Le Mexicain le regarda d’un air surpris.

— Je ne vous comprend pas, dit-il.

— Peut-être ; je souhaite que cela soit, mais je ne le crois pas ; tant que vous avez été mon hôte, j’ai feint d’ajouter foi aux mensonges que vous me débitiez ; mais maintenant vous n’êtes plus pour moi, que le premier venu, un étranger, et je veux vous faire connaître franchement ma pensée ; je ne sais quel nom appliquer sur votre face blême, mais je suis certain que vous êtes mon ennemi ou tout au moins l’espion de mes ennemis.

Caballero, ces paroles… s’écria don Stetano.

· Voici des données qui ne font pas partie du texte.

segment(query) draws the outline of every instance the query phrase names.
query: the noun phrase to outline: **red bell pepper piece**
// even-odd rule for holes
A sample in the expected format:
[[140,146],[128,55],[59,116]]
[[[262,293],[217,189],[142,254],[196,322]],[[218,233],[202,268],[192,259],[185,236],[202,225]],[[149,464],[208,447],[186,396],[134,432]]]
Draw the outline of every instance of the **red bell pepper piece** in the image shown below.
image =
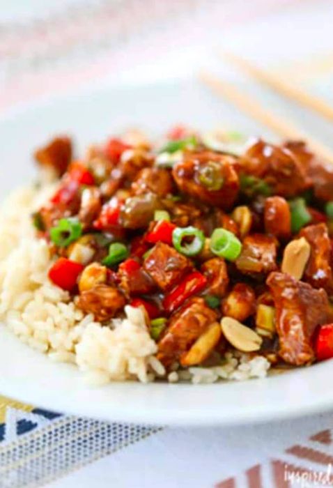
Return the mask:
[[61,257],[50,268],[49,277],[63,290],[70,291],[76,286],[77,277],[84,269],[83,264]]
[[68,178],[79,185],[94,185],[95,179],[86,166],[80,161],[71,162],[67,171]]
[[119,218],[123,200],[112,198],[102,207],[98,218],[93,222],[93,227],[98,230],[108,230],[110,227],[119,225]]
[[176,227],[169,220],[159,220],[153,230],[146,234],[146,241],[150,244],[156,244],[160,241],[172,245],[172,233]]
[[56,205],[68,205],[76,197],[79,185],[77,181],[67,181],[51,198],[51,202]]
[[333,358],[333,323],[321,326],[316,340],[316,356],[318,361]]
[[121,139],[111,138],[109,139],[105,146],[105,155],[111,162],[116,164],[119,162],[123,153],[131,148],[132,146],[123,142]]
[[131,255],[141,258],[148,251],[149,246],[141,236],[134,237],[131,243]]
[[149,318],[151,319],[156,319],[161,314],[158,307],[155,303],[148,302],[146,300],[142,300],[142,298],[134,298],[130,303],[130,305],[132,307],[144,307]]
[[166,137],[171,141],[179,141],[187,135],[187,129],[184,125],[175,125],[167,133]]
[[207,278],[199,271],[185,276],[183,281],[174,288],[163,300],[163,306],[171,313],[178,308],[187,298],[199,293],[207,285]]

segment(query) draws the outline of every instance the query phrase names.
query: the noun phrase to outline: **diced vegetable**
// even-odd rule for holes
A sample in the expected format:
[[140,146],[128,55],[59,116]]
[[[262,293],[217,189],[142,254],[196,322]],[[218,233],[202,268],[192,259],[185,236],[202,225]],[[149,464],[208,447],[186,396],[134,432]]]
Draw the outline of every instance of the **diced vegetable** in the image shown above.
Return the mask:
[[165,328],[167,319],[165,317],[154,319],[150,321],[150,336],[157,341]]
[[81,275],[79,282],[80,292],[90,290],[97,284],[104,284],[107,282],[107,269],[99,263],[91,263],[86,266]]
[[171,222],[159,220],[155,224],[153,230],[146,236],[146,241],[150,244],[156,244],[160,241],[171,245],[173,232],[176,228],[176,226]]
[[50,268],[49,277],[63,290],[71,291],[77,285],[77,278],[84,269],[83,264],[61,257]]
[[150,319],[156,319],[160,312],[157,305],[142,298],[134,298],[130,303],[132,307],[144,307]]
[[[192,241],[187,243],[189,239]],[[196,227],[176,227],[172,233],[172,243],[178,252],[185,256],[196,256],[203,248],[205,236]]]
[[111,138],[105,146],[105,155],[112,162],[117,163],[123,153],[131,148],[132,146],[124,143],[121,139]]
[[291,213],[291,230],[299,232],[302,227],[311,221],[311,213],[307,208],[304,198],[296,198],[289,202]]
[[217,191],[221,190],[224,178],[221,172],[221,165],[215,161],[209,161],[199,170],[199,181],[208,190]]
[[333,220],[333,201],[327,201],[325,207],[326,215],[330,220]]
[[321,326],[316,341],[316,356],[318,361],[333,358],[333,323]]
[[217,308],[221,305],[221,300],[218,296],[214,295],[206,295],[205,296],[205,302],[210,308]]
[[110,227],[119,225],[119,218],[123,201],[112,198],[102,207],[101,213],[93,222],[93,227],[98,230],[108,230]]
[[242,243],[232,232],[222,228],[215,229],[210,236],[210,250],[219,257],[235,261],[242,251]]
[[249,197],[261,195],[269,197],[272,195],[272,188],[264,181],[249,174],[240,175],[240,189]]
[[168,312],[173,312],[188,298],[201,291],[207,284],[207,278],[199,271],[187,275],[180,284],[166,295],[163,300],[163,306]]
[[155,210],[154,220],[170,220],[170,214],[166,210]]
[[61,219],[49,231],[52,241],[59,247],[67,247],[82,234],[82,224],[75,218]]
[[68,170],[69,178],[79,185],[94,185],[95,178],[88,169],[79,161],[71,162]]
[[125,244],[122,243],[112,243],[109,248],[109,255],[103,259],[102,263],[106,266],[113,266],[126,259],[129,254]]
[[191,135],[185,139],[169,141],[160,150],[160,153],[176,153],[183,149],[194,149],[197,144],[196,139]]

— Ne m’interrompez pas, continua le jeune homme avec violence, peu m’importe qui vous êtes, il me suffit de vous avoir démasqué ; je vous remercie d’être entré dans mon camp ; au moins maintenant, si je vous rencontre jamais, je vous reconnaîtrai ; seulement croyez-moi ; ceci est un conseil que je me permets de vous donner : secouez vos chaussures en me quittant, ne vous trouvez plus en face de moi, il pourrait vous arriver malheur !

— Des menaces ! interrompit le Mexicain pâle de rage.

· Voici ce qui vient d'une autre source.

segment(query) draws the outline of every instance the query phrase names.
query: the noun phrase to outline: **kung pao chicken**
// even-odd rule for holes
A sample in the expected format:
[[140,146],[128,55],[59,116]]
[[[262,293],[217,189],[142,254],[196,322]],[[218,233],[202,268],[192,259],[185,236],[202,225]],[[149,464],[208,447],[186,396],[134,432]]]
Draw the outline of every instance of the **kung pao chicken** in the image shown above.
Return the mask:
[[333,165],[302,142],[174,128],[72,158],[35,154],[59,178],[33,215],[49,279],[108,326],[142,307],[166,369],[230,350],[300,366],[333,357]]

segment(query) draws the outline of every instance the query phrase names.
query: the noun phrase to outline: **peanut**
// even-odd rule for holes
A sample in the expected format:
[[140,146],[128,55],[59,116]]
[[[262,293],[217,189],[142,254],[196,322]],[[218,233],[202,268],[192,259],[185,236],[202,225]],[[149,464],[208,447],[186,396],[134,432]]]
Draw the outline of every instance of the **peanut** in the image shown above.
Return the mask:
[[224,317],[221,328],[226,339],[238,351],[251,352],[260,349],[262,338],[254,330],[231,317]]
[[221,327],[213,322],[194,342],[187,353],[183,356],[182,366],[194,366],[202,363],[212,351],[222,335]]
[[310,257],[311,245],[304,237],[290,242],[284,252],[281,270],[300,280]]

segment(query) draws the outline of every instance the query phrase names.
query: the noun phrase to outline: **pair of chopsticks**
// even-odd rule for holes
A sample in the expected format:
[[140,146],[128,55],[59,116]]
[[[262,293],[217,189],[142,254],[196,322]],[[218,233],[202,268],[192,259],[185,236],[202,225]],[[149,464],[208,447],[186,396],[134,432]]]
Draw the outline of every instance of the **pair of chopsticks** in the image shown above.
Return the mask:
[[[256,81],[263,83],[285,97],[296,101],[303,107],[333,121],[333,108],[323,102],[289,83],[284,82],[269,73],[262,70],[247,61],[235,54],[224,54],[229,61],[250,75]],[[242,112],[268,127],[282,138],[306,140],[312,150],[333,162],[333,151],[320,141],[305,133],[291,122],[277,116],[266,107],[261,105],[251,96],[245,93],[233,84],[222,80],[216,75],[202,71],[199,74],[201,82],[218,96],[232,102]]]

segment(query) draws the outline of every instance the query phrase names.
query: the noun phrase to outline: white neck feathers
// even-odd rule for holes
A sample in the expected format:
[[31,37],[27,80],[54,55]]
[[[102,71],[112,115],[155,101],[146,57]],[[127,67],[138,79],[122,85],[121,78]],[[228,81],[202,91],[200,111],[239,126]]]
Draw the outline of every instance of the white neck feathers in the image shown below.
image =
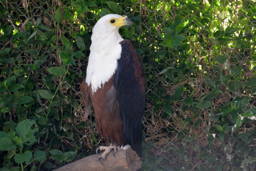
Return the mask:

— Prenez mes paroles comme il vous plaira, mais retenez-les dans l’intérêt de votre sûreté ; bien que je ne sois qu’un aventurier, je vous donne en ce moment une leçon de loyauté dont vous ferez bien de profiter ; rien ne me serait plus facile que d’acquérir les preuves de votre trahison ; j’ai avec moi trente compagnons dévoués qui, sur un signe de moi, vous feraient un fort mauvais parti, et, en fouillant vos habits et vos alforjas, trouveraient sans doute au milieu de vos tortillas bénites, fit-il avec un sourire sardonique, les raisons de la conduite que vous avez tenue avec moi depuis que je vous ai rencontré ; mais vous avez été mon hôte, et ce titre est votre sauvegarde ; allez en paix, et ne vous placez plus sur ma route.

En prononçant ces mots il leva le bras et appliqua un vigoureux coup de chicote (cravache) sur la croupe du cheval de don Stefano. Le barbe, peu habitué à de semblables traitements, partit comme un trait, malgré tous les efforts de son cavalier pour le retenir.

Don Miguel le suivit un instant des yeux, puis il retourna à son camp en riant à gorge déployée de la façon dont il avait terminé l’entretien.

— Allons, enfants ! dit-il aux gambucinos, en route vivement, il nous faut arriver avant le coucher du soleil au gué del Rubio, où le guide nous attend.

Une demi-heure plus tard, la caravane se mettait en marche.